This project focuses on predicting household energy consumption using smart metering data and machine learning models. It leverages temporal patterns, seasonal effects, and household behavior insights to forecast daily energy usage accurately.
The project uses the eMARC: Insights from Smart Metering Data dataset, which contains:
eMARC daily consumption.csv– Daily energy usage in kWh for each household.eMARC load blocks.csv– Granular load block readings across intervals.Household-Deployment basic info.csv– Metadata about households, regions, and deployment configurations.
Source: eMARC Dataset
- Merged daily consumption data with household metadata.
- Engineered time-based features:
Day,Month,Weekday,Is_Weekend,Season. - Handled missing values and normalized consumption values.

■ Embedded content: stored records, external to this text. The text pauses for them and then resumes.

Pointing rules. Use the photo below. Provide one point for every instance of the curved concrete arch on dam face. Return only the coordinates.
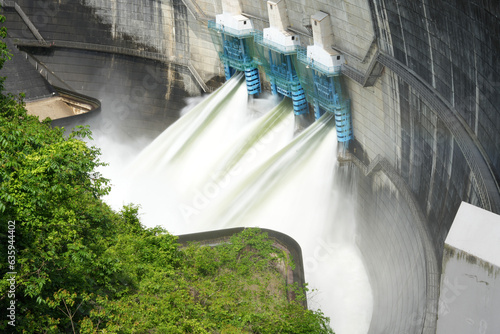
(427, 125)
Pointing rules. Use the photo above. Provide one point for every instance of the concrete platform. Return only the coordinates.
(52, 107)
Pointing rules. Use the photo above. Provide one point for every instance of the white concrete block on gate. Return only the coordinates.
(469, 300)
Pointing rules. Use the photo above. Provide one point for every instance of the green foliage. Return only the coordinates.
(83, 268)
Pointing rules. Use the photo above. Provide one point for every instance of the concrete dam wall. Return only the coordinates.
(424, 84)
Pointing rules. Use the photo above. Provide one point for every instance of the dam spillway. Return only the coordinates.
(423, 81)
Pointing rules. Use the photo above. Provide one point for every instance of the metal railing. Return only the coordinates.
(327, 70)
(284, 49)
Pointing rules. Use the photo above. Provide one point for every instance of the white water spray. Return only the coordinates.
(219, 167)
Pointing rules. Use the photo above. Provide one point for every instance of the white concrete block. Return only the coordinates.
(469, 300)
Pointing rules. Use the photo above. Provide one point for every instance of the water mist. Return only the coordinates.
(223, 165)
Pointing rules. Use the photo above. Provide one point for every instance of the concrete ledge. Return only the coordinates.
(281, 241)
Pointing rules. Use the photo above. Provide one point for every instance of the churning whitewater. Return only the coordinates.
(233, 161)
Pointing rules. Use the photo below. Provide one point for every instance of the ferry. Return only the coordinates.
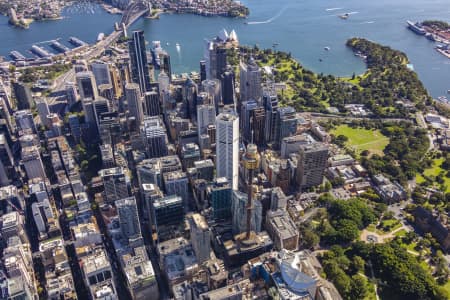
(100, 36)
(77, 42)
(16, 55)
(39, 51)
(59, 47)
(416, 27)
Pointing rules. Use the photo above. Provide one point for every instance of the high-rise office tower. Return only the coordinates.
(246, 121)
(101, 73)
(206, 115)
(140, 73)
(23, 96)
(32, 162)
(270, 102)
(258, 125)
(128, 218)
(227, 148)
(101, 106)
(166, 66)
(190, 90)
(6, 162)
(220, 196)
(134, 100)
(217, 60)
(200, 237)
(154, 137)
(43, 110)
(151, 103)
(228, 86)
(311, 165)
(71, 93)
(213, 89)
(250, 81)
(116, 184)
(202, 70)
(250, 161)
(87, 85)
(287, 120)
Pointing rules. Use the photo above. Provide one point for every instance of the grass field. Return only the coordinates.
(434, 171)
(361, 139)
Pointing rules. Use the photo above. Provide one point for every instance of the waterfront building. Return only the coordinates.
(101, 73)
(22, 92)
(227, 148)
(87, 85)
(140, 73)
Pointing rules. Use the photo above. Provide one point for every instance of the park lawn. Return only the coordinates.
(361, 139)
(434, 171)
(400, 233)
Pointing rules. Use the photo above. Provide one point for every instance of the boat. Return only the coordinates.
(416, 28)
(77, 42)
(16, 55)
(100, 36)
(39, 51)
(59, 47)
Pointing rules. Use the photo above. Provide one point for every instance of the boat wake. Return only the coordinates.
(271, 19)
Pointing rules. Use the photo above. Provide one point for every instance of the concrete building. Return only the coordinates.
(176, 183)
(154, 137)
(200, 237)
(282, 230)
(116, 184)
(32, 162)
(312, 162)
(134, 101)
(87, 85)
(139, 274)
(227, 148)
(250, 81)
(129, 219)
(140, 73)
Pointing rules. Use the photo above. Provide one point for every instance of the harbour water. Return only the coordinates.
(302, 27)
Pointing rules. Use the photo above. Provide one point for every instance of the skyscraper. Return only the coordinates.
(87, 85)
(128, 218)
(23, 95)
(206, 115)
(311, 165)
(151, 101)
(228, 86)
(116, 184)
(134, 100)
(250, 81)
(227, 148)
(138, 58)
(200, 237)
(154, 137)
(101, 73)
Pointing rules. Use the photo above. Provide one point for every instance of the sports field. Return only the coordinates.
(361, 139)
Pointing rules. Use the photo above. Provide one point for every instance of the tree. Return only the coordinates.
(358, 287)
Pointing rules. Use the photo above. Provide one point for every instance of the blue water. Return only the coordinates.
(302, 27)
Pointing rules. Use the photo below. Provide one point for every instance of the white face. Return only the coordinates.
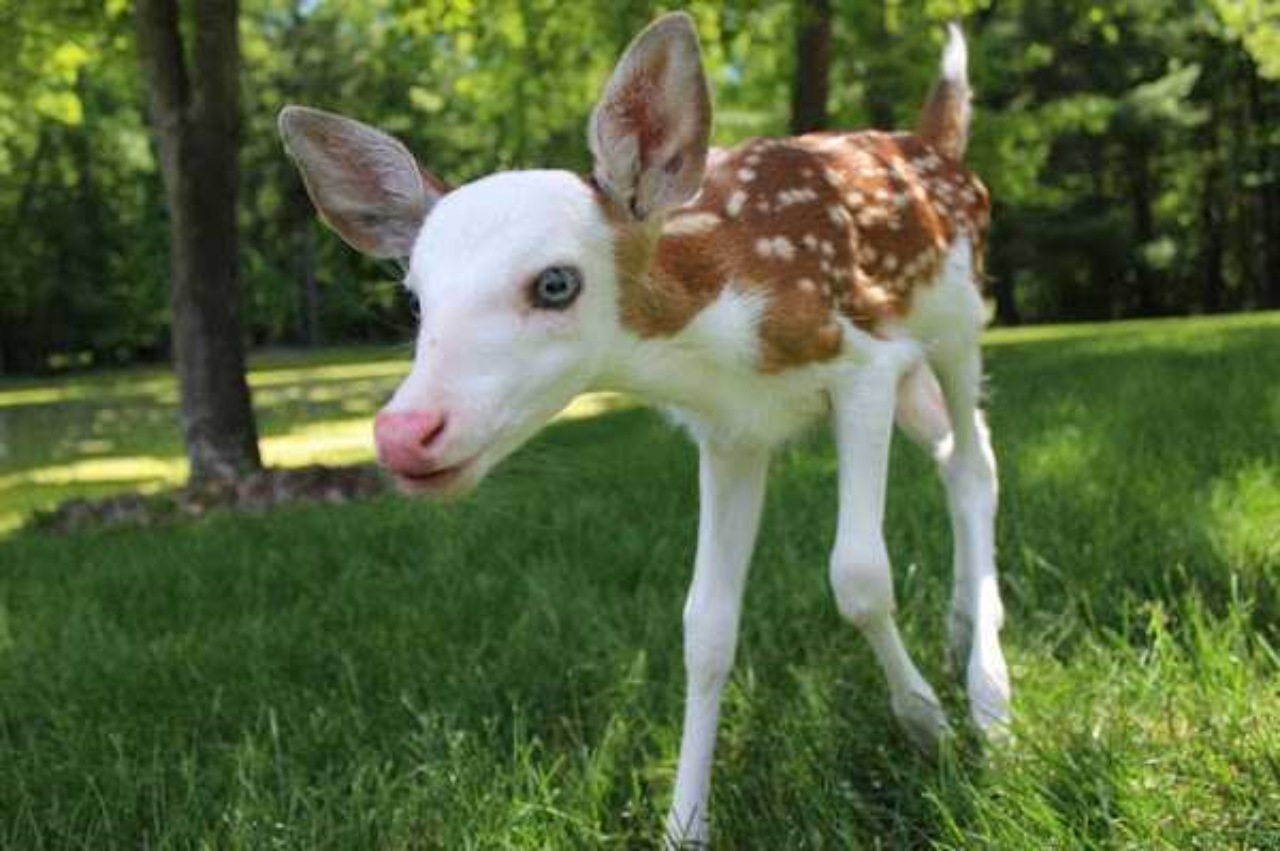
(494, 360)
(494, 357)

- One-hot encoding for seasons.
- Optionally included household size and appliance count as custom features.
- Trained and evaluated the following models:
- XGBoost Regressor
- LSTM (Long Short-Term Memory)
- Facebook Prophet
- Root Mean Square Error (RMSE) used for model performance comparison:
| Model | RMSE |
|---|---|
| XGBoost | 0.0721 |
| LSTM | 0.3623 |
| Prophet | 3.3566 |
✅ XGBoost showed the best performance and generalization.
- Seasonal trends and weekend patterns strongly influence energy usage.
- High correlation found between household metadata and consumption.
- The final XGBoost model was deployed in a user-friendly interface using Streamlit (not included in this repo).